Enable Full Text Search in your OpenShift Application with Searchify

Full Text Search in your OpenShift Application

Today, full text search has become one of the most important feature of every web application. Several open source projects like Apache Lucene, Apache Solr , ElasticSearch,etc. have made it very easy and cheap to add full text search to your application. However, the developer must manage the Solr or ElasticSearch cluster themself. To relieve developers and IT teams from this workload, we can use cloud service like Searchify to enable full text search in our application. Searchify is a full-text search as a service which makes it very easy to add custom full text search, without the cost or complexity of managing search servers.

Prerequisites

Before we can start building the application, we have a few setup tasks to do:

  1. Sign up for an OpenShift Account. It is completely free and Red Hat gives every user three free Gears on which to run their applications. At the time of this writing, the combined resources allocated for each user is 1.5 GB of memory and 3 GB of disk space.

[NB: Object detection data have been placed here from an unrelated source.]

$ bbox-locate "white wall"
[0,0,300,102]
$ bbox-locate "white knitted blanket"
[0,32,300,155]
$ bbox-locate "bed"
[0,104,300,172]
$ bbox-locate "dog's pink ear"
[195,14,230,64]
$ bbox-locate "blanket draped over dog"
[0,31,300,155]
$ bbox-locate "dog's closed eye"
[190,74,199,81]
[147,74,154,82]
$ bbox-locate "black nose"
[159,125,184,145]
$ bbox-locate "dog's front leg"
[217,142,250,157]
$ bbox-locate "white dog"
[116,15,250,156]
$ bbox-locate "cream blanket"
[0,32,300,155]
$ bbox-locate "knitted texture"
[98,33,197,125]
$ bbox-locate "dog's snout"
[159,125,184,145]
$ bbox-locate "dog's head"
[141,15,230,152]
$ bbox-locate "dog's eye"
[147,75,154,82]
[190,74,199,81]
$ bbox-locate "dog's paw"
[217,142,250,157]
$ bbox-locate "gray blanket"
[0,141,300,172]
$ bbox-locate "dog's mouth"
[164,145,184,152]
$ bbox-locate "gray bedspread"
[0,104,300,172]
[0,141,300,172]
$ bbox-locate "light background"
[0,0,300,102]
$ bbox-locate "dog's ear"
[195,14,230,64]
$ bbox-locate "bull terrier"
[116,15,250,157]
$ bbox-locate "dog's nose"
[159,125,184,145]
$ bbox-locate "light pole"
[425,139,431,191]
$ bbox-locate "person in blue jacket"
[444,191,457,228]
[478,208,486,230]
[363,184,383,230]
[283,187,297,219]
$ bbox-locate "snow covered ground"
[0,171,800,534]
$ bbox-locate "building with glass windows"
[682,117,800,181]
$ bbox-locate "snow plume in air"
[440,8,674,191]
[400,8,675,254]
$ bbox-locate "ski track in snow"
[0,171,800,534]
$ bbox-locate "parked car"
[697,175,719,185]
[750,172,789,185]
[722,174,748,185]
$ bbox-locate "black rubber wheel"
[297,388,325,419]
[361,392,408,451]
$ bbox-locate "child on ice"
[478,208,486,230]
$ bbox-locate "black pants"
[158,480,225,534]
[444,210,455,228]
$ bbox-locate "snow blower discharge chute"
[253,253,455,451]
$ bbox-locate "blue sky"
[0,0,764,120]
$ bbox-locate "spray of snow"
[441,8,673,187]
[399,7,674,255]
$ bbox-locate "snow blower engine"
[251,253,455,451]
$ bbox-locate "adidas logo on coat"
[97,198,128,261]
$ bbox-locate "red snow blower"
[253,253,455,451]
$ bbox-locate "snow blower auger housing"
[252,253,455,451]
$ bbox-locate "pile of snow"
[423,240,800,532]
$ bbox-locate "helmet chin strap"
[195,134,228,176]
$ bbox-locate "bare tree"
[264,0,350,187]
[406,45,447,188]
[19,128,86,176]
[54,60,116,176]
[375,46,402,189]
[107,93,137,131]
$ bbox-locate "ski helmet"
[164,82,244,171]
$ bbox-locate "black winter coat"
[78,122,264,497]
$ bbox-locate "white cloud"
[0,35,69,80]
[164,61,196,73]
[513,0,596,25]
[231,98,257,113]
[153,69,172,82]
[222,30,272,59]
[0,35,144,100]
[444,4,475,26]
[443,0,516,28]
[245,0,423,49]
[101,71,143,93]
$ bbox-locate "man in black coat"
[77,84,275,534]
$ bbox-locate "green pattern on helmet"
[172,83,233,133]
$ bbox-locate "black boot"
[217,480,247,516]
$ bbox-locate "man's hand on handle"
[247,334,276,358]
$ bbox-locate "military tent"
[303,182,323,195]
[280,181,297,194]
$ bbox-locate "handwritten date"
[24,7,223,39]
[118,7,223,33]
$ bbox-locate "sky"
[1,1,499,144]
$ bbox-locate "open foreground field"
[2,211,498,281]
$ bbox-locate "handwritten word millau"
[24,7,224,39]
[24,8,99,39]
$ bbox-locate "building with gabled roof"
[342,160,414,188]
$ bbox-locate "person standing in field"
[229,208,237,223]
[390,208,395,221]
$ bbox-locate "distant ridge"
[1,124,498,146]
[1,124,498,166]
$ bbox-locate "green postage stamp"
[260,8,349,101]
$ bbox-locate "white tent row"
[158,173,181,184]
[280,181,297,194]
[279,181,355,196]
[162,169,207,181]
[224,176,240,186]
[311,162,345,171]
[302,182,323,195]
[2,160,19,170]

  2. Install the rhc client tool on your machine. The rhc tool is a ruby gem so you need to have ruby 1.8.7 or above on your machine. To install rhc, just type

sudo gem install rhc

If you already have one, make sure it is the latest one. To update your rhc, execute the command shown below.

sudo gem update rhc

For additional assistance setting up the rhc command-line tool, see the following page: https://openshift.redhat.com/community/developers/rhc-client-tools-install

  1. Setup your OpenShift account using rhc setup command. This command will help you create a namespace and upload your ssh keys to OpenShift server.

  2. Sign up for searchify trial account. The trial account works for 30 days and you can store upto 100,000 documents.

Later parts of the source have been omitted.